FDA has made changes to the U.S. prescribing information for Erbitux with regards to treating those with epidermal growth factor receptor (EGFR)-expressing metastatic colorectal cancer (mCRC). The label states that the drug is not recommended for patients whose tumors have K-ras mutations in codon 12 or 13.
FDA’s revisions included a statement that retrospective subset analyses of metastatic or advanced colorectal cancer trials did not show a treatment benefit for Erbitux in patients whose tumors had these K-ras mutations. These modifications were also made to the clinical studies and clinical pharmacology sections of the product’s prescribing information.

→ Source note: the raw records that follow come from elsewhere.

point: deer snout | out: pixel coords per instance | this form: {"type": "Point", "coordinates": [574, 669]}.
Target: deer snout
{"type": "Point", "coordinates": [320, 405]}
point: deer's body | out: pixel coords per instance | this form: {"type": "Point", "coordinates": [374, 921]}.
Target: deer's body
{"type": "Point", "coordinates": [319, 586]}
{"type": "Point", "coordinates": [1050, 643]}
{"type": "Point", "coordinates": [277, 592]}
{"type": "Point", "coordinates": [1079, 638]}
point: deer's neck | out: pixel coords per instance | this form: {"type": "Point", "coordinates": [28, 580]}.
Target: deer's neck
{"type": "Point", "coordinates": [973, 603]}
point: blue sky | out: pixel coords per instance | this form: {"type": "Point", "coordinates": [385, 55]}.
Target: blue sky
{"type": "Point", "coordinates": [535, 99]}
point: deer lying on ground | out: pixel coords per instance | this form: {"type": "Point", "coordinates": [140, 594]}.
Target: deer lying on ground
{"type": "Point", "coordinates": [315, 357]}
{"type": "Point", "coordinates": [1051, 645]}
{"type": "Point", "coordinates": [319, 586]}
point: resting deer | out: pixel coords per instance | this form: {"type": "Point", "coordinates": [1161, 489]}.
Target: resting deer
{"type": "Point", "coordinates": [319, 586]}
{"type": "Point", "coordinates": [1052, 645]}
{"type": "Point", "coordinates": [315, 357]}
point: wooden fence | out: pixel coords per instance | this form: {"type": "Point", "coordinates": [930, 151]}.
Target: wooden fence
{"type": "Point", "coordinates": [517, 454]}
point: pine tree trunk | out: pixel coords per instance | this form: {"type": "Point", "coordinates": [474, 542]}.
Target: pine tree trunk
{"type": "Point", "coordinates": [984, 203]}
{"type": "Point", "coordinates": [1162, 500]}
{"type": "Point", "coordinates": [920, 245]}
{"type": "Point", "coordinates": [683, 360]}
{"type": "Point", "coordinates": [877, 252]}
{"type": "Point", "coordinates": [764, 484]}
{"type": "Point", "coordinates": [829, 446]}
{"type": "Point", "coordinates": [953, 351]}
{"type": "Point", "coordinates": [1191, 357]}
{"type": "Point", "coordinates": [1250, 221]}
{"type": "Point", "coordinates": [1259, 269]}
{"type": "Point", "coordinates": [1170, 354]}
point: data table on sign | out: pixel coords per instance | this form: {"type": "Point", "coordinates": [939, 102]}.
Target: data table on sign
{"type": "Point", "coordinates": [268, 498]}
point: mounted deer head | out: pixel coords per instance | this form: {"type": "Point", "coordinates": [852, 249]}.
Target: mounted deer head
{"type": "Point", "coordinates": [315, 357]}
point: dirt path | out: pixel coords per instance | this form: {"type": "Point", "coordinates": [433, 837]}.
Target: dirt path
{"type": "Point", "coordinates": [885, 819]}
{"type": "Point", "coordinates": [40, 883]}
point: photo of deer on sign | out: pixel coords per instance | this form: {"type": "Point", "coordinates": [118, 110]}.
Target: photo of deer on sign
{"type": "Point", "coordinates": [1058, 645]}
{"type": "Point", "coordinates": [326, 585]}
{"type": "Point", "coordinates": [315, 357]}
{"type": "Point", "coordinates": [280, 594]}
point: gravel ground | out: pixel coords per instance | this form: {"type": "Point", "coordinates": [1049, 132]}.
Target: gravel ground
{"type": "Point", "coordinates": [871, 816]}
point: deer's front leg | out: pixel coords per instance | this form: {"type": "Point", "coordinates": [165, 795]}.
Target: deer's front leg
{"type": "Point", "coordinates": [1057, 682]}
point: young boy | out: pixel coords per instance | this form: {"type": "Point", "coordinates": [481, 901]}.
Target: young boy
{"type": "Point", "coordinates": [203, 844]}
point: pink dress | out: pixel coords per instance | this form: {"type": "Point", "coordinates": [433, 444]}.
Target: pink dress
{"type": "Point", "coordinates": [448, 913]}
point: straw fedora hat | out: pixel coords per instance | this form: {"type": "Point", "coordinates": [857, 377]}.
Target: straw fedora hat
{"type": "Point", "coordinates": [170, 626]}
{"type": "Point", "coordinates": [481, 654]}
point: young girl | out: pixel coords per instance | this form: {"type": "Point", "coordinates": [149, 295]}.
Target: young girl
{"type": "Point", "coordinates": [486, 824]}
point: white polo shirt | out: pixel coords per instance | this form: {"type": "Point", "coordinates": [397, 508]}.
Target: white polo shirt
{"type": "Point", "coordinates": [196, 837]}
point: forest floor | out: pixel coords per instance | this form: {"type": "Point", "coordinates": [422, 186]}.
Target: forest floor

About 40% of patients with mCRC have K-ras mutations, according to ImClone and Bristol-Myers Squibb, the companies that market Erbitux. Signal transduction through the EGFR results in activation of wild-type K-ras protein. In cells with activating K-ras somatic mutations, however, the mutant K-ras protein is continuously active and appears independent of EGFR regulation.
In mCRC Erbitux is approved by the FDA as: a single agent for EGFR-expressing mCRC after failure of both irinotecan- and oxaliplatin-based regimens; a single agent for EGFR-expressing mCRC in patients who are intolerant to irinotecan-based regimens; and in combination with irinotecan for the treatment of EGFR-expressing mCRC in patients who are refractory to irinotecan-based chemotherapy.